Monday, January 25, 2016

The lost plants of the Victorian golden age

The Victorian era was a true golden age for gardeners in Britain. Looking through the magazines, books and nursery catalogues of the period, it is clear that a vast array of plants that were widely grown then have now all but disappeared. Most of these were hothouse plants – our ancestors could grow them because coal was absurdly cheap, as was the labour to get up in the middle of the night to stoke the boiler.
for more see........

Sunday, January 10, 2016

Overwatering the desert? Planting in Dubai.

Modern public spaces allow for new forms of social interaction

Just spent a couple of days in Dubai (on the way back from India) with Fareena Khaliq, a colleague I had originally made contact with through the Landscape Dept. at Sheffield. She works here running a landscape design and maintenance company. It has been a great opportunity to think through what planting design can do in the Middle East, and in desert environments more generally. We also met up with Kamelia Zaal, the designer of last year's Chelsea garden 'The Beauty of Islam'.

Lots of questions. How do you make a garden or public planting which requires minimum irrigation but which performs visually? How do you make gardens for a population with no history or culture of gardening? How can the traditional Islamic garden be re-interpreted?

First – some background. I find Dubai a strange place. Superficially ultra modern with its skyline which looks like an architecture student's models have all come to life, it is in many ways a traditional family autocracy, run in a relatively benign fashion (in comparison with some of the other family-run countries in the neighbourhood!), with 80% of the population as non-citizens, simply here to work, and therefore with no real stake in the place - a set-up unlike anywhere else in the world. It is utterly unsustainable in its power and water consumption. However, it runs very smoothly and is the sort of place where experiments are possible as technical and design innovation is highly prized, and as perhaps the ultimate meeting place of east and west, tradition and modernity, it may yet surprise us.
A scene at the very successful and peaceful Al Barari location using recycled water. The remainder of the pictures show here as well.
There are public landscapes here which many of us westerners would take for granted, but which are not necessarily part of Middle Eastern culture, like public parks, and cafes in landscaped retail environments. These are not the male-dominated spaces they might be in many Muslim countries. and it was great to see a lot of traditionally-dressed women in groups around after dark, even some on their own. I can't help the feeling that public landscaping is playing a role here in developing more relaxed social settings than you might expect in the region.

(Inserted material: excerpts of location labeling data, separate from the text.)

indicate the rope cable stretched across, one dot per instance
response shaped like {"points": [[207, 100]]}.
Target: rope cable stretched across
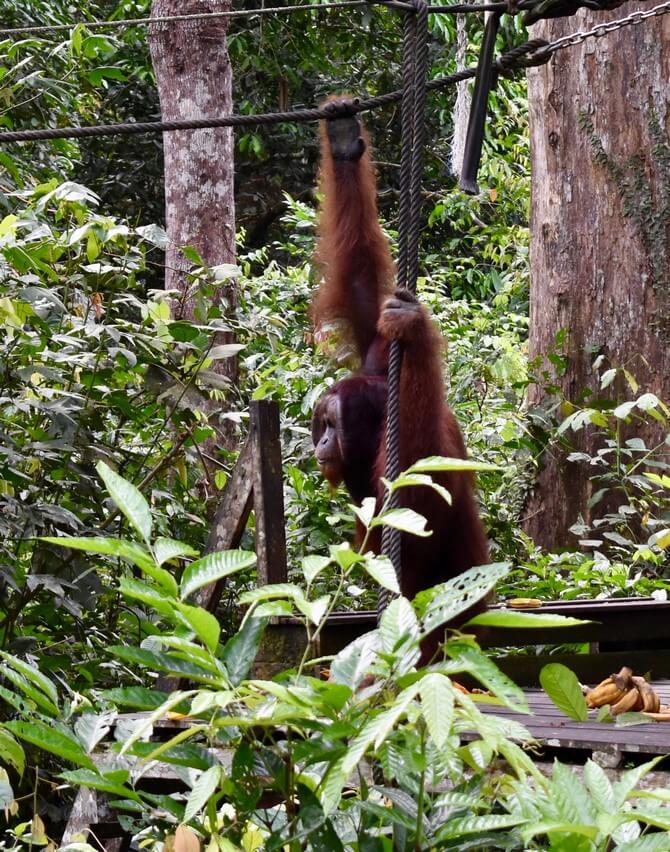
{"points": [[123, 23], [533, 52]]}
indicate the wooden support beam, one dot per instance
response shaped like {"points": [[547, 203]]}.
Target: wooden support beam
{"points": [[268, 493], [256, 482]]}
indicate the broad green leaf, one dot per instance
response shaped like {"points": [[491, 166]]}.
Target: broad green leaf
{"points": [[191, 254], [600, 787], [444, 602], [658, 816], [366, 511], [513, 619], [314, 610], [398, 623], [167, 548], [353, 662], [476, 824], [439, 463], [405, 520], [657, 842], [607, 378], [11, 752], [561, 685], [383, 724], [149, 595], [270, 609], [29, 690], [212, 568], [225, 350], [90, 728], [630, 779], [414, 479], [312, 566], [191, 652], [6, 792], [147, 723], [34, 675], [381, 569], [240, 651], [201, 792], [128, 499], [332, 784], [129, 550], [166, 663], [205, 625], [376, 729], [570, 796], [51, 740], [98, 781], [138, 697], [437, 706], [272, 590], [474, 661], [622, 411], [561, 827]]}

The planting is generally desperately unimaginative and insanely unsustainble, grass and clipped bougainvillea would you believe! Fareena says that she wants to “bring forth solutions in the public and the private realm that use a mix of native and adapted flora - planting that is robust and varied- hence ecologically rich and still suitable to the local clime”. But, she is limited by the desire of many clients for greenery and as so often the case, the availability of plants from nurseries is very limited. There is a rich regional desert flora but it lacks the lush look that clients want, so nurseries are in no hurry to grow it.

Which brings us back to the Islamic garden, which is traditionally an enclosed space, with flowing water in formal rills and lush planting – everything which the desert is not, a vision of paradise, in a metaphorical and spiritual sense. This model is ideal for the way people live in the Middle East, which is very family-centred and behind high walls (this mentality, with the implication that no-one outside the wall can be trusted, arguably lies behind the extreme dysfunctionality of some Middle Eastern societies, the political results of which we are constantly reminded). The Mughal gardens of northern India and Pakistan take this concept and expand it, but they still remain fatally dependent on water.

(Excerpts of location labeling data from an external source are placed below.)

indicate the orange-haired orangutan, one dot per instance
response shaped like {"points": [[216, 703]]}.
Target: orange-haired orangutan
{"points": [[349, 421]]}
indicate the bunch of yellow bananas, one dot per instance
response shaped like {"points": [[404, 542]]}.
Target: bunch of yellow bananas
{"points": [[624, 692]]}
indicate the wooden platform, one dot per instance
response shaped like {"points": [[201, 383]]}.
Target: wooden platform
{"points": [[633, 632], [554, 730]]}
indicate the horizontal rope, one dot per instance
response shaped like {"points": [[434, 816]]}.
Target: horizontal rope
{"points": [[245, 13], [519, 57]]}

One way forward was shown by a visit to Al-Barari, an gated residential community developed by local designer Kamelia Zaal, who made a garden for Chelsea last year (The Beauty of Islam). With its dense blended mix of trees and shrubs, narrow water ways and intimate views, it seemed the perfect modern naturalistic take on the Islamic garden concept, a magical oasis. Kamelia's theme has been the spread of Arab culture and Islamic faith through trade, and the plant origins very much reflect this. It is of course an upmarket development, but as so often in the world of art and design, elite places can often help inspire and facilitate other, more democratic, developments. The water is in fact derived from treated waste so is sustainable on that level. There is a great deal of birdlife to complete the oasis feeling.

Shared public spaces are something of a novelty, and Dubai's having them a sure sign of progress, but in dry environments they cannot have anything of the lushness of the traditional Islamic garden beyond very small areas. To us, the obvious solution is to use local drought-tolerant flora, but to locals this has little value, and is not appreciated. In addition, Fareena explained to me that many of the spiky desert plants used in dry garden design in the Mediterranean or the Americas, like agaves and yuccas, are perceived negatively - as aggressive and unattractive. Working out how to turn people on to the beauty of drought-tolerant plants looks like a challenge but has to be the only way. There is a widespread nostalgia here for the traditional desert-based lifestyle of the Emiratis now long since lost, now that the palm leaf hut has been swapped for the air-conditioned villa in two generations. Perhaps appeals to traditional landscapes may be the way forward.